The legislation requires that universities operating also outside the EU should meet certain general conditions such having a campus in their other country of operation, where comparable degree programs would be offered. This is currently not the case for CEU and the condition is seen as targeting especially CEU.
The Central European University in Budapest was founded in 1991 by Hungarian-born Holocaust survivor and philanthropist George Soros. It has nearly 1,800 graduate-level students in social sciences and law from more than 100 countries and about 370 faculty members.
George Soros has been pictured as an “enemy” of Hungary. By attacking Soros as a symbol of global capitalism the Hungarian government is nourishing anti-Semitic stereotypes and justifying its clampdown on academic and media freedom.
Another controversial legislation in Hungary concerns the funding of so-called ‘foreign’ Non-Governmental Organisations. Draft legislation was tabled by the government party last week.
“It is very much on our radar screen.
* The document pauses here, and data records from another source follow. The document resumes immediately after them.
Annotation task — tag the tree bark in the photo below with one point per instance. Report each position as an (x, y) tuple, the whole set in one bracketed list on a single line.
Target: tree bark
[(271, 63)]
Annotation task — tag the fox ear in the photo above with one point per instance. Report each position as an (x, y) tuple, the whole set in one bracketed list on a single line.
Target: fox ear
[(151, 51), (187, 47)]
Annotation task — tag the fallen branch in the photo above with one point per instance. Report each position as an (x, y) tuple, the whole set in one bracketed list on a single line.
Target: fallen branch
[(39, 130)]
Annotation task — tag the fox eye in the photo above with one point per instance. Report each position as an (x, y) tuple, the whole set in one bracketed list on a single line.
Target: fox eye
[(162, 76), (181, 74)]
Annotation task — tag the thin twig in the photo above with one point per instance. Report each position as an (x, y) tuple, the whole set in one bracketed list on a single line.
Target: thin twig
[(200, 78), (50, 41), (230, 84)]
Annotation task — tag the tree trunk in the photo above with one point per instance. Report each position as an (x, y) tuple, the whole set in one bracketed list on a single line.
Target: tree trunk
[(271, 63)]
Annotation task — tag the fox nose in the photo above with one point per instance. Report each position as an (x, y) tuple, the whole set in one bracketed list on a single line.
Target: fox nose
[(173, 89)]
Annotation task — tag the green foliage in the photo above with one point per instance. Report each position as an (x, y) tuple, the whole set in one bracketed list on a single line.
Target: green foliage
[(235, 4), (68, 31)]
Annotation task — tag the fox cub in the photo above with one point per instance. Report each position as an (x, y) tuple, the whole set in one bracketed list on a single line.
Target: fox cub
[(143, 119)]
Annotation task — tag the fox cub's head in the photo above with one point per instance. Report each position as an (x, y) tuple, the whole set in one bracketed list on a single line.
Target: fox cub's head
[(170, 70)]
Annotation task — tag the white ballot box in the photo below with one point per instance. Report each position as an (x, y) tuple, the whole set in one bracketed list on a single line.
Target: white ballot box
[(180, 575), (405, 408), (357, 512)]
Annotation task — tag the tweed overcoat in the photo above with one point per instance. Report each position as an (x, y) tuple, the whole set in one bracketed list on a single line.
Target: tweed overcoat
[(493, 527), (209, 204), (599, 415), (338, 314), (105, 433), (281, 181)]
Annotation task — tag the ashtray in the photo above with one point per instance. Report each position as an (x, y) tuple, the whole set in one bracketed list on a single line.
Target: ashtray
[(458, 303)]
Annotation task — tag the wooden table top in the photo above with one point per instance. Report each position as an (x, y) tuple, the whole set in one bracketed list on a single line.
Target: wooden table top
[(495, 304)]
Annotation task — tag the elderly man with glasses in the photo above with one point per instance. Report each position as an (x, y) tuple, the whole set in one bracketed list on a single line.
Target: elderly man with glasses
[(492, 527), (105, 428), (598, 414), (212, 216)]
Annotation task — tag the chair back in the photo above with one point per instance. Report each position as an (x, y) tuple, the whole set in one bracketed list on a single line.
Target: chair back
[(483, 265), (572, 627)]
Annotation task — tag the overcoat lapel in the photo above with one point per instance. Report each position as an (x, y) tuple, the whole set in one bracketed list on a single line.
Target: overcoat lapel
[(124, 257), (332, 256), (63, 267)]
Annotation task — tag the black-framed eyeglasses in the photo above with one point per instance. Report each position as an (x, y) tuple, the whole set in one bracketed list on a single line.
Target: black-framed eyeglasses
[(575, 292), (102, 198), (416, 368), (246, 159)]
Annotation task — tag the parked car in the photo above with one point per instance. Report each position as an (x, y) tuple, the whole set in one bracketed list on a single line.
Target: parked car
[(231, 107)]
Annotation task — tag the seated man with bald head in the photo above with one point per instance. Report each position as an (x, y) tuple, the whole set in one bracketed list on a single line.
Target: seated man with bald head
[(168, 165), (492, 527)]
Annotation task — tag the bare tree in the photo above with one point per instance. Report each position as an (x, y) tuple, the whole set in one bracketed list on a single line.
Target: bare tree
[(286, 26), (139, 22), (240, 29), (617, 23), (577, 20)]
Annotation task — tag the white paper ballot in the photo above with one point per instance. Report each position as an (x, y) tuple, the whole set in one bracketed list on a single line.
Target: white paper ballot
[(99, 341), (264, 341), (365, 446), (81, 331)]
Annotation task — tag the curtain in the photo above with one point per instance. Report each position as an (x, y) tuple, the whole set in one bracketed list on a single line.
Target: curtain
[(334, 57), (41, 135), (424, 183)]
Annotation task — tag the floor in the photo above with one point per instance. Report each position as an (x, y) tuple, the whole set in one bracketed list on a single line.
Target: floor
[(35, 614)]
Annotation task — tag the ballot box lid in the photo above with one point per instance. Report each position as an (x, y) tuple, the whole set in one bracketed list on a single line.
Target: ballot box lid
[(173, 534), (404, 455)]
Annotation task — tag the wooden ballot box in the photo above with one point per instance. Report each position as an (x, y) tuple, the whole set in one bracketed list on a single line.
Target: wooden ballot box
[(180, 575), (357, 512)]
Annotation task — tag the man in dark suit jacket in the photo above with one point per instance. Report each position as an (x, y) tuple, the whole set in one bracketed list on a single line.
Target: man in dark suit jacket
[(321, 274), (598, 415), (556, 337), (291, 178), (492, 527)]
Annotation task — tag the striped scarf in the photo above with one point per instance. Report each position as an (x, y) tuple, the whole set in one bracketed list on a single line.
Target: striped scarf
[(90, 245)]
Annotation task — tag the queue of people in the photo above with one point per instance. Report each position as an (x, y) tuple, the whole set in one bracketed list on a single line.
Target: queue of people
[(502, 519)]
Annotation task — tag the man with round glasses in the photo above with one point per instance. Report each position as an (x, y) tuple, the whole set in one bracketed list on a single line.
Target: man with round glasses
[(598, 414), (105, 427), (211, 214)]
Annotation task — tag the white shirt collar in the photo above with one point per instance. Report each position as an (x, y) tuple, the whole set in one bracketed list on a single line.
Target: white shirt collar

We will be following it closely,” Timmermans said. “There can be legitimate public interest reasons for ensuring transparency of funding, but any measures need to be proportionate and must not create undue discrimination within the EU.”
A new asylum law that was adopted by the Hungarian parliament at the end of March also raises serious doubts about compatibility with EU law, according to Timmermans.
The Commission states that it also continues to be attentive to the situation of the Roma in Hungary, and in particular to the “timely resolution of the concerns we have expressed about discrimination against Roma children in education”.
Roma children are often put in segregated schools or classrooms. This is an issue that has not been resolved since 2004 when Hungary and other countries in central-eastern Europe joined EU.